Academic Integrity Statement: You must adhere to the university regulations on academic conduct. Formal inquiry proceedings will be instigated if there is any suspicion of plagiarism or any other form of misconduct in your work. Refer to the University’s Assessment Regulations for Northumbria Awards if you are unclear as to the meaning of these terms. The latest copy is available on the University website.
· Do NOT submit code from other people or web sources as your own, this is plagiarism.
· Do NOT buy your assignments on the Internet or submit work written for you by others. This is ghosting.
· For the individual element Do NOT work with other students and submit identical code, this is collusion.
· Both plagiarism, ghosting, and collusion are academic misconduct, which is not allowed.
Failure to submit: The University requires all students to submit assessed coursework by the deadline stated in the assessment brief. Where coursework is submitted without approval after the published hand-in deadline, penalties will be applied as defined in the University Policy on the Late Submission of Work.
The aim of this assignment is to introduce a practical application of Big Data and Cloud Computing using a realistic big data problem. Students will implement a solution using an industry leading Cloud computing provider together with the distributed processing environment Apache Spark. This will involve the selection of problem appropriate Machine Learning algorithms and methods.
LO 1. Apply big data analytic algorithms, including those for visualization and cloud computing techniques to multi-terabyte datasets.
LO 2. Critically assess data analytic and machine learning algorithms to identify those that satisfy given big data problem requirements
LO 3. Critically evaluate and select appropriate big data analytic algorithms to solve a given problem, considering the processing time available and other aspects of the problem.

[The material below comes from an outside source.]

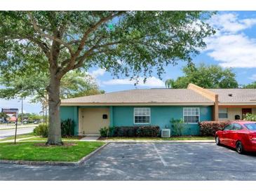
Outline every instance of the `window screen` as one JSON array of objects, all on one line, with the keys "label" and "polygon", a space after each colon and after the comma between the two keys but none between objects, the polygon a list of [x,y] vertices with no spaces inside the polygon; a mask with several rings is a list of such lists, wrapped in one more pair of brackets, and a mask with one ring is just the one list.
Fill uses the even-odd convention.
[{"label": "window screen", "polygon": [[199,121],[199,108],[183,108],[183,120],[184,123],[194,123]]},{"label": "window screen", "polygon": [[134,108],[134,123],[150,123],[150,108]]}]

LO 4. Design and develop advanced big data applications that integrate with third party cloud computing services
LO 5. Critically assess the relationship between knowledge and the ethical and social interpretation of primary research using big data.
Portfolio Assignment: A collection of pieces of work
Individual Work: Work carried out by one person only
Group Work: Work carried out collaboratively seeking to improve each other’s elements
Peer Review: Critical analysis and subsequent grading of a social equal’s work
Semi-Formative: Training tasks assigned course credit to reward and ensure engagement.
Assignment Overview
The portfolio assignment is divided into components as follows:
Training Tasks (30%) |
Semi-formative elements of the portfolio constitute 30% of the assessment for this module and include, group, individual, and peer assessed work |
Combined Big Data Product and Report: (70%) |
Individual work – Combined Big Data Product and Report: This practical element is the final module assessment. |
|
|
Training Tasks
Training Task 1: Peer Reviewed Task (24%)

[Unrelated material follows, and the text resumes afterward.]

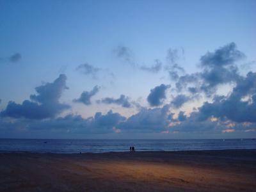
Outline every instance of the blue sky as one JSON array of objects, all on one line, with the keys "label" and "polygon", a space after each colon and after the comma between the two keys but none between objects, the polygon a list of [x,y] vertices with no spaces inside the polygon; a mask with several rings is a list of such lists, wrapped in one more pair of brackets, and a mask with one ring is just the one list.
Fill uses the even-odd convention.
[{"label": "blue sky", "polygon": [[0,137],[255,137],[255,1],[0,1]]}]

The objective of this task is to ensure that students have mastered these skills which are required for final module assessment:
1. Process a data set using the recommended software environment for the module.

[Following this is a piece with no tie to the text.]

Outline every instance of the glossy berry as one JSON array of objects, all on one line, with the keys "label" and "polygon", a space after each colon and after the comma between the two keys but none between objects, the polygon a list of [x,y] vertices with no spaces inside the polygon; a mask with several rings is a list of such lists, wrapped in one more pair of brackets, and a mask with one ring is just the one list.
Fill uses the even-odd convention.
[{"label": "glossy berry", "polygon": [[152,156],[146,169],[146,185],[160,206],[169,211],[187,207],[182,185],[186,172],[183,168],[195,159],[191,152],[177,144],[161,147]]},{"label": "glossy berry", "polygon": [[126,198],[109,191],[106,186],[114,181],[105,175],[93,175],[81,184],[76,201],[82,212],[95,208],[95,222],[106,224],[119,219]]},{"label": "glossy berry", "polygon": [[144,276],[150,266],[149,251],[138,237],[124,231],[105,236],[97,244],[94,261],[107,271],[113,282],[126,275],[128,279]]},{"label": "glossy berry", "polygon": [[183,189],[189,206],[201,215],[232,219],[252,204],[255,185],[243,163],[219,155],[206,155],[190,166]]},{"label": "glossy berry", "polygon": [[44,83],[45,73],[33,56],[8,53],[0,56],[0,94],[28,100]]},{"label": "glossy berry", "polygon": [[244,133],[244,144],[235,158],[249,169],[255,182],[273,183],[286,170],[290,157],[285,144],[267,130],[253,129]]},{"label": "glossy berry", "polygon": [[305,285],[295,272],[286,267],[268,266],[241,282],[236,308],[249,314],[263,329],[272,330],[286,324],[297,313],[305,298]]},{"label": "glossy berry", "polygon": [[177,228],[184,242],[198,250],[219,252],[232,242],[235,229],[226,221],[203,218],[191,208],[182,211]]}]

2. Explaining the logical reasoning behind your code.
This work will be peer assessed as recommended the British Computer Society. That is, you will critically assess the work of fellow students (your peers) and THEY will assess yours.
In detail:
1. You will create a Jupyter notebook based the scenario below (which is derived from weekly worksheets 1-4) explaining your code using notebook embedded Markdown (i.e. formatted text, not just comments)
2. You will post your notebook to the module discussion board on Blackboard
3. You will then mark (i.e. peer review) the submission preceding yours on the discussion board, and the one following it, using the marking scheme below and post these mark sheets
4. Your mark for this task will be the average of your peer marks.
Scenario:
Suppose you are a police department with a limited budget. You plan to reduce road-traffic accidents by a one-month targeted advertising campaign.
Using the given dataset, which gender, age group, and month would be the largest target group as indicated by positive breath tests?